What is the companies act?

The Companies Act has been rewritten numerous times within the UK, with the latest version being the Companies Act 2006. This act is part of the UK Company Law and makes up the primary legislations within the law.

The act has been created in order to provide a comprehensive code of conduct in relation to company law for companies operating within the UK. The law stated numerous common law principles and outlines the responsibilities of directors of companies. The act also stated the European Union Takeover and Transparency Obligations Directives. The act stated the provisions that are compulsory for both private and public companies.

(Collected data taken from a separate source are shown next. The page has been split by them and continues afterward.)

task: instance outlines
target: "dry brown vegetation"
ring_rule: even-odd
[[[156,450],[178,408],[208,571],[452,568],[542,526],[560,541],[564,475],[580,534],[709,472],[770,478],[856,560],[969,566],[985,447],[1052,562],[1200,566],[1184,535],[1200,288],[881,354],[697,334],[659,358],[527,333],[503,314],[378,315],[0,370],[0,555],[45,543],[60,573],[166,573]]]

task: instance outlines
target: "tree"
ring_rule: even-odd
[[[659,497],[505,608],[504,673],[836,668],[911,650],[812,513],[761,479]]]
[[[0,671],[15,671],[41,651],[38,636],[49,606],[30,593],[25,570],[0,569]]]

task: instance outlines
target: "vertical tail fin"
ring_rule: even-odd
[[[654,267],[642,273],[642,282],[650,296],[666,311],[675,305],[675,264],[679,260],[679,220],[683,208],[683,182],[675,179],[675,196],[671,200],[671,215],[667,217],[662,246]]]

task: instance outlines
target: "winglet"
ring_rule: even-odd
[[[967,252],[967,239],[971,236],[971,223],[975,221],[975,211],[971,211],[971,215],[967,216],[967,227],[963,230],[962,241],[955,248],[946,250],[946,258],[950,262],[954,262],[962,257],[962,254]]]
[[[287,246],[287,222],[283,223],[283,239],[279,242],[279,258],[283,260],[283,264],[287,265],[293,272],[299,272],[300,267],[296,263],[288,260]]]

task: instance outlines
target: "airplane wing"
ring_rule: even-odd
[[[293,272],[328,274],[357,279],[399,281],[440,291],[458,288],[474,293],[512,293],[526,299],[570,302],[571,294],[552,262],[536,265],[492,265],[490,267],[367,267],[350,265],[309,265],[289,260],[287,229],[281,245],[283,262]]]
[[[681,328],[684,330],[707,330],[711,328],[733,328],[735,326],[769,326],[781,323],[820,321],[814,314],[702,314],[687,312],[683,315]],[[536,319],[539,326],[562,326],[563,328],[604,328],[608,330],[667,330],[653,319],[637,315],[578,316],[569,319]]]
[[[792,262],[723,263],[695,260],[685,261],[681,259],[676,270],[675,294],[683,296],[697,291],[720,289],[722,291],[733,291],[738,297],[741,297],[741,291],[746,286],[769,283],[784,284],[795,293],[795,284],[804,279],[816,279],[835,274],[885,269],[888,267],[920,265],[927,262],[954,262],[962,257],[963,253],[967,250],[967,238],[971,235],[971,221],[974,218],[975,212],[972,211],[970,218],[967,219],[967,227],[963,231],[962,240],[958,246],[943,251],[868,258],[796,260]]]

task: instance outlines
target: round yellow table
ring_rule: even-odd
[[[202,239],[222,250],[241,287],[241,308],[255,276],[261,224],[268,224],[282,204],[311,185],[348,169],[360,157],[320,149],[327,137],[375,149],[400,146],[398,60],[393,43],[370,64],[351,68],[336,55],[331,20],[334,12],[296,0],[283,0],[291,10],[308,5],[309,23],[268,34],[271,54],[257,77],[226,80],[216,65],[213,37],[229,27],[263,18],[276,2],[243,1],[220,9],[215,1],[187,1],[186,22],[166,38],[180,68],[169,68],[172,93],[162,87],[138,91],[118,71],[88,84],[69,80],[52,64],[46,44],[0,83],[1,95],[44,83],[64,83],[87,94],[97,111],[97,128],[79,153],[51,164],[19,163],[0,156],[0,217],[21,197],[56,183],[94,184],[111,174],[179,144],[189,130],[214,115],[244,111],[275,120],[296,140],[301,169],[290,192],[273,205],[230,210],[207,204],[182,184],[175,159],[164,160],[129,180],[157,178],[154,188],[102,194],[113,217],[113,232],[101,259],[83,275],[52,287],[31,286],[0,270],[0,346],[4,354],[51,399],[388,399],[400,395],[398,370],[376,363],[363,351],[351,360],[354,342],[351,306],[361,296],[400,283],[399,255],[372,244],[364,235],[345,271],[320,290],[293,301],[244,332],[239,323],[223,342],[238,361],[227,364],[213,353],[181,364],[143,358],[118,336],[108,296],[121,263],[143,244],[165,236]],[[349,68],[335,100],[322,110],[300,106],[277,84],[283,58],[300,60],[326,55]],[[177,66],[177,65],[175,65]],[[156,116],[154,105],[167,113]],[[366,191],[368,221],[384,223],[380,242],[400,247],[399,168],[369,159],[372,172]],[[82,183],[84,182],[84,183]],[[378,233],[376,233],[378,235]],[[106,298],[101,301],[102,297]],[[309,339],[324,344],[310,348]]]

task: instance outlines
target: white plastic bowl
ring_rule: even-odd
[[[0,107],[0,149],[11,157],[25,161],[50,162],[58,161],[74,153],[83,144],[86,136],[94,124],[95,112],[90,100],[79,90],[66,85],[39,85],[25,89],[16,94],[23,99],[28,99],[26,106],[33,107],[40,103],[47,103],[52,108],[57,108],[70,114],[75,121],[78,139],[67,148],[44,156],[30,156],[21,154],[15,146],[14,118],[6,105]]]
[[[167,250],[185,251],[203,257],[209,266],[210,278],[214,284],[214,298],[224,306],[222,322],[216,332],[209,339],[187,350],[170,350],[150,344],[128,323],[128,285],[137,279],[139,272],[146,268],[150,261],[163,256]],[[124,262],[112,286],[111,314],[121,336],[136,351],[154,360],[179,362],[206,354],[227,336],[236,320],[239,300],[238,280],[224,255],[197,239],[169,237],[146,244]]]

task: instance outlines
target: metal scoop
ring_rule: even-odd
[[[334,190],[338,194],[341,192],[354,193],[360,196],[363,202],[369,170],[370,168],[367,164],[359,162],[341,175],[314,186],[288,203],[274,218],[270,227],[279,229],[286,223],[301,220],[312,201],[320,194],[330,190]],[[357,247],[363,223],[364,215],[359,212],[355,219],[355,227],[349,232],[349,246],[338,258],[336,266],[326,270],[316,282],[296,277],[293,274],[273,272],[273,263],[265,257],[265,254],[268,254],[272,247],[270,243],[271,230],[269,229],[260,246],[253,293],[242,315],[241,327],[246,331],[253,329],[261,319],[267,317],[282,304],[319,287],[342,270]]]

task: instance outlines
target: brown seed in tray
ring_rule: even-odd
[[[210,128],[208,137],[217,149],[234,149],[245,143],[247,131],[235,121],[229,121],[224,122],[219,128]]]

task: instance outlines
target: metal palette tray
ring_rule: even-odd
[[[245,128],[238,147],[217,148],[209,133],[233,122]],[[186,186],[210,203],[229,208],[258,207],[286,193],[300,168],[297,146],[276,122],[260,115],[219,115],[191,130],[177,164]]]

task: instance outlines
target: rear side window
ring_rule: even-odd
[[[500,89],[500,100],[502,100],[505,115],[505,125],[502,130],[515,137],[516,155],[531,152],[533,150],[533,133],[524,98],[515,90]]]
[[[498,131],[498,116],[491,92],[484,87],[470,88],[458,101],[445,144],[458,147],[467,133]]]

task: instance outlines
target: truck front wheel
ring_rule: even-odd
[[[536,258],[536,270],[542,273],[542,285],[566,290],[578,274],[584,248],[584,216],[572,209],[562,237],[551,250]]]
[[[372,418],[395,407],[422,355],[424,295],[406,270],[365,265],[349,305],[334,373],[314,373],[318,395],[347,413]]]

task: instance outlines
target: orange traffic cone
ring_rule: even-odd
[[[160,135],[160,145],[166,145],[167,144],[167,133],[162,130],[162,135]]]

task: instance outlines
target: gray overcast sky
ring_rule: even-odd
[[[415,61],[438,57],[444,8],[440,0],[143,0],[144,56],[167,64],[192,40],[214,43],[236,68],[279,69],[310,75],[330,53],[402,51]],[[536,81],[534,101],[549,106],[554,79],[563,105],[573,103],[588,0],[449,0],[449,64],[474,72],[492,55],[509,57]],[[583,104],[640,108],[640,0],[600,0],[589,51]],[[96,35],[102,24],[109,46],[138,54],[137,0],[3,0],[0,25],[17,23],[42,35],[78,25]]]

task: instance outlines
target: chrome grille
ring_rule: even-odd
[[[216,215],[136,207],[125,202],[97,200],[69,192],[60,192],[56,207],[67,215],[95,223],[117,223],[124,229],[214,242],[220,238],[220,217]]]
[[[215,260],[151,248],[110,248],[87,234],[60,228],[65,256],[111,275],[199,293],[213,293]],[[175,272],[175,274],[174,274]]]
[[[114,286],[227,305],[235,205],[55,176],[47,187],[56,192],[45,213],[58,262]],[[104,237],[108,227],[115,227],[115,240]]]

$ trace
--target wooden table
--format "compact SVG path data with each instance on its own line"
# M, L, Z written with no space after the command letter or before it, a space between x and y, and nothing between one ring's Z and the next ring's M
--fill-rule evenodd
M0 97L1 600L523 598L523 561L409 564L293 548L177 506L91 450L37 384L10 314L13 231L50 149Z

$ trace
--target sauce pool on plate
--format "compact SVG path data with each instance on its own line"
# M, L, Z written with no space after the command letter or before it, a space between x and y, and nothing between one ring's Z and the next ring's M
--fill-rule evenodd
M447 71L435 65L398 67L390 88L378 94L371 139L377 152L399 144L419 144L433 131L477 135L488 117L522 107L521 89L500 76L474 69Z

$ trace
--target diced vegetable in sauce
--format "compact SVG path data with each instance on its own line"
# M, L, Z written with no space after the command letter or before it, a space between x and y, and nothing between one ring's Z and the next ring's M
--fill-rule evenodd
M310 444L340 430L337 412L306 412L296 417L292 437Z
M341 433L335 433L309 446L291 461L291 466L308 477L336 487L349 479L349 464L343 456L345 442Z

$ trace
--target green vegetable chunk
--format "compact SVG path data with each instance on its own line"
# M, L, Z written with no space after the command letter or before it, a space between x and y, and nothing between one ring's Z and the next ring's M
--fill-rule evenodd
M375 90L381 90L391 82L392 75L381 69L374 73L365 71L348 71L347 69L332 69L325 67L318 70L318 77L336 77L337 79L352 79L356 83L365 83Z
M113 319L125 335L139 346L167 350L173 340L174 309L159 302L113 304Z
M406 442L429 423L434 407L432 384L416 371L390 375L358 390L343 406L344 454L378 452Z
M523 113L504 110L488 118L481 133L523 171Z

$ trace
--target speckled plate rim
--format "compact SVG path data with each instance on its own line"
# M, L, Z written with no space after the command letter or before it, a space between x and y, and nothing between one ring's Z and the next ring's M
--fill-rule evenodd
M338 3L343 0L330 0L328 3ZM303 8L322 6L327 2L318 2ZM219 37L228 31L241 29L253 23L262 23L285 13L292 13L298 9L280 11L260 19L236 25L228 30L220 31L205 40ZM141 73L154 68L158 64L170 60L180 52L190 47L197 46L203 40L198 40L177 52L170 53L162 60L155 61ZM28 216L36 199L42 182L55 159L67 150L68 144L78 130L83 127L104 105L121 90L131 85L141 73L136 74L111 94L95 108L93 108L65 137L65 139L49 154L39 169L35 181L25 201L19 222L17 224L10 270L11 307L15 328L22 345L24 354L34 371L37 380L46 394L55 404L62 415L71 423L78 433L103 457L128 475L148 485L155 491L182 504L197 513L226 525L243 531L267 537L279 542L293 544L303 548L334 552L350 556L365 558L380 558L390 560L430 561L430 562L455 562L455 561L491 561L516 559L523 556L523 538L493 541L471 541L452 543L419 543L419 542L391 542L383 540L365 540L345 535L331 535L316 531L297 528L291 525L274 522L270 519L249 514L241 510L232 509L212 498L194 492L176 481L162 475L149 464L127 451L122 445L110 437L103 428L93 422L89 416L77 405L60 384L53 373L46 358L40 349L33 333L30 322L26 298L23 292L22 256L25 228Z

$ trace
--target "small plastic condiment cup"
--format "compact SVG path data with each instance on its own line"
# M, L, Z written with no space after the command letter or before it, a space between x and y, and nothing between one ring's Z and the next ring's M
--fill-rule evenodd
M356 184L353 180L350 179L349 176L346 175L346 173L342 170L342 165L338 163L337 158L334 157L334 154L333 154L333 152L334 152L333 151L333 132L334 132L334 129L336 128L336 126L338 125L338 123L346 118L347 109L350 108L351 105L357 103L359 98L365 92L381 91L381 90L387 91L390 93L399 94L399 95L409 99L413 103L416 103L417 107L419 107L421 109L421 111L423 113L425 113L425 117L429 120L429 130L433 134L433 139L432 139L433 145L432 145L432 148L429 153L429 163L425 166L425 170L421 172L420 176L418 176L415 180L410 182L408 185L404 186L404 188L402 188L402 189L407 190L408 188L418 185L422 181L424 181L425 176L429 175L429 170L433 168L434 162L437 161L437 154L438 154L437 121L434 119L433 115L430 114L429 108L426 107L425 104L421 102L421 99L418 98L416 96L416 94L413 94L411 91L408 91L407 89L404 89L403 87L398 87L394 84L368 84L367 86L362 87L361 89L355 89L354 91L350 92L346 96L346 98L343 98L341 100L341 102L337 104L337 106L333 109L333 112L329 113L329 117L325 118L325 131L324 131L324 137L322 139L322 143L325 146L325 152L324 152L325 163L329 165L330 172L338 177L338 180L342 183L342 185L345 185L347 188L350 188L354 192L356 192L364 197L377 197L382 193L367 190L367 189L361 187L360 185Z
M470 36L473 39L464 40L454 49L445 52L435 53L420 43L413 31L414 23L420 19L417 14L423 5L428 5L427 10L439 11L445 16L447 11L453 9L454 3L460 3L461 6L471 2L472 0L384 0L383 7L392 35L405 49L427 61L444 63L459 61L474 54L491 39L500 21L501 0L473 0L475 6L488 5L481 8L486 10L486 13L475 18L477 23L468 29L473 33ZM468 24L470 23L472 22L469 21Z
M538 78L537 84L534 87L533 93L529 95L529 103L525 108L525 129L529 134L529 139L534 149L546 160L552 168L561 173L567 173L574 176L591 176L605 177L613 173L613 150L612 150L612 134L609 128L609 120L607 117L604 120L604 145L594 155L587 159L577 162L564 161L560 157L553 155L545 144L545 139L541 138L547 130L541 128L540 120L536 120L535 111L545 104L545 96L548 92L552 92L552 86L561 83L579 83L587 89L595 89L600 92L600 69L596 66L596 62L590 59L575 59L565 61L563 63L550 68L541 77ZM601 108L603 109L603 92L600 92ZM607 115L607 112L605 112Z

Historically the law governing directors duties was based largely upon the common law of negligence and the equitable principle of fiduciary duty. The term fiduciary refers to someone who has undertaken to act for or on behalf of another in a particular matter in circumstances which give rise to a relationship of trust and confidence. The distinguishing obligation of a fiduciary is the obligation of loyalty. This duty of loyalty was further defined to be a duty not to utilise ones position in such a way which is adverse to the interests of the principal. Some relationships including that of director and company have been held to always be fiduciary in nature and so this duty is imposed upon directors by the very virtue of the office they hold. The principle of fiduciary duty has been encapsulated within the seven general duties which now apply to directors following the Companies Act 2006.

Numerous cases make up the companies act and this is one of the most governed acts within UK legislation. Public Limited Companies must abide by the regulations and these are strongly monitored by external organisations.

The role of directors is one of the main focuses within the act and this has been created to ensure that their roles are for the sole purpose of promoting the wellbeing of an organisation. Breaching regulations as a company director can have severe consequences. In certain circumstances it can see individuals being struck off and being stopped from being a director of a company ever again. This legislation covers both public and private limited companies. This act also relates to individuals that have been made bankrupt as this often leads to the individual being prevented from being a business director for a number of years. If an individual is found to be running a business behind the cover of an alliance they could face prosecution.